May 7, 2001
Nancy Lubar Sommers, LCSW
The importance of discipline can not be overemphasized. This great virtue implies an ability to work hard despite the lure of a preferred activity. It suggests the power to delve deeply and purposefully into a chosen pursuit until a job has been completed thoroughly. And perhaps most important, it suggests the capacity to contain one's own impulses and desires, enabling compromise and pragmatism to guide a steady hand, rather than allowing an unleashed arrogance to stamp its will wherever it chooses.
Much has been made recently of the purported "discipline" of the Bush White House, and, by inference, of the Resident himself. Certainly, there are superficial manifestations of discipline to be found in the strict dress code, the timely meetings, and the lack of significant leaks. But in the areas that truly matter, the areas that count for the American people, the realms of finance and domestic and foreign policy, we find very little discipline in the current administration.
Instead we find a narrow, conservative ideology and a desire to reward large contributors. There is a chronic lack of interest in the consequences of the resultant actions. A disciplined administration would have submitted a budget with numbers that add up so that the country would not be catapulted into a deficit after working so hard to recover from the last one. A disciplined administration would have exercised some self-restraint in implementing its conservative goal of limiting government programs by first ensuring no harm would come to those affected by the transition. A disciplined, thoughtful, and responsible government would not have acted with a knee-jerk anti-abortion policy, reinstituting the "gag" rule, which causes irreparable harm in spreading AIDS as well as adding to the number of illegal abortions and resultant deaths. A disciplined, conscientious administration would have avoided the many reckless foreign policy pronouncements, too numerous to list, that have recently caused the United States to be a pariah on the world stage. No, a disciplined mind thinks things through, makes careful decisions based on a full grasp of the situation, even if it means postponement of certain favored goals. Unfortunately, our current White House Resident , with his gargantuan tax cuts, his irresponsible environmental policy, and his tendency to ride roughshod over anything in his path, is anything but disciplined.

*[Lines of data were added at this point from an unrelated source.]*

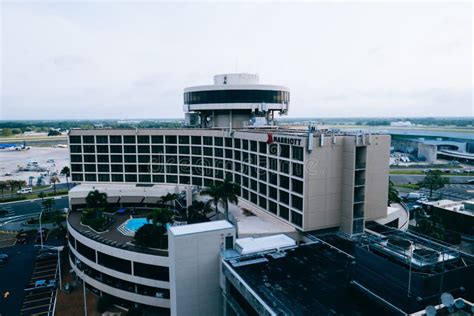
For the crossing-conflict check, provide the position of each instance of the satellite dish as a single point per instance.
(447, 299)
(430, 310)
(459, 303)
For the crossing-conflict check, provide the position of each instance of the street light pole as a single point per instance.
(84, 292)
(41, 230)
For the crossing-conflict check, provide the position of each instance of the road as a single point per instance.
(415, 178)
(27, 208)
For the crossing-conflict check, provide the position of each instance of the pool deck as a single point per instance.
(112, 237)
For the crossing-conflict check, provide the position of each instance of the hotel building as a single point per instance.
(309, 179)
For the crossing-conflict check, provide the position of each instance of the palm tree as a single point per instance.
(160, 217)
(230, 193)
(48, 205)
(3, 186)
(214, 192)
(54, 180)
(11, 184)
(96, 199)
(67, 173)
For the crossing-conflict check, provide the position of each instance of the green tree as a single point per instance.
(434, 181)
(12, 185)
(48, 205)
(160, 217)
(150, 235)
(214, 192)
(3, 186)
(54, 180)
(223, 192)
(393, 196)
(96, 200)
(67, 173)
(7, 132)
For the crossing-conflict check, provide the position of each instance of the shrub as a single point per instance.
(150, 235)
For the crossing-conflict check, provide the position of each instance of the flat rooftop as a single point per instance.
(312, 279)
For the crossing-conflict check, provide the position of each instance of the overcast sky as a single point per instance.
(132, 60)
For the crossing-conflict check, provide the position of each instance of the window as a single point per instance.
(297, 219)
(184, 139)
(284, 197)
(297, 202)
(284, 212)
(157, 139)
(116, 158)
(285, 151)
(74, 139)
(150, 271)
(76, 158)
(298, 170)
(115, 139)
(129, 149)
(130, 178)
(88, 139)
(297, 186)
(196, 140)
(129, 140)
(144, 149)
(170, 139)
(297, 153)
(87, 252)
(103, 168)
(114, 263)
(143, 139)
(90, 177)
(117, 178)
(116, 149)
(76, 148)
(101, 139)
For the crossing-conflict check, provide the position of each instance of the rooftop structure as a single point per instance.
(234, 101)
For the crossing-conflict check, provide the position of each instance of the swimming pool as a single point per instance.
(131, 226)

In astrology, the planet that represents discipline is Saturn. Other Saturn attributes include a sense of responsibility, endurance, depth, conscientiousness, self-restraint, and self-reliance. Saturn often necessitates living within certain restrictions or boundaries, deferring to an outside authority. When Saturn is weak or poorly aspected in a chart, the individual struggles to learn its lessons, and is often thrown into uncomfortable situations that necessitate self-reliance, discipline, accepting restrictions, etc. These Saturn periods can be times of great crisis to someone who has not inculcated the positive attributes of Saturn into his or her own being.
In the chart of George Bush Saturn is weak by both sign (Cancer) and house placement (12th), as well as problematic in its relationships to other points in the chart (square to Moon, Jupiter, and Midheaven; semisquare to Mars; wide conjunction to the Sun). These factors suggest that Saturn transits and progressions will be especially difficult for Resident Bush, times of frustration not easily handled and limits not comfortably met. It has been well over three years since Mr. Bush went through a significant Saturn transit. Thus, we have not yet witnessed him under its attendant pressures since his arrival on the national political scene. This will soon change.
During the period from late June 2001 through March 2002, Mr. Bush will feel the effects of Saturn in Gemini transiting square his Mars in Virgo and semisquare his Midheaven in Aries. He will be forced to exercise self-restraint and discipline, bending and compromising or suffering the painful consequences. Saturn's influence will be strongest in early July and during the Saturn station from December 2001 through March 2002. It will be exacerbated in December with his progressed Moon moving into square of his natal Saturn. This latter four-month period is likely to be especially challenging and difficult for the administration.
As mentioned in Dubya's Troubled Time, June and July 2001 will also be a very trying period for the Resident-in-Chief, with strong protests against his policies and the possibility of significant disturbances and upsets on many fronts. That the Saturn transit begins in the midst of this likely turmoil suggests that Mr. Bush might do well to reconsider and amend some of his rather reckless, arrogant, and thoughtless policies. It would behoove him to bring some true discipline and responsibility to his stewardship or he will learn that Saturn can be a very harsh taskmaster.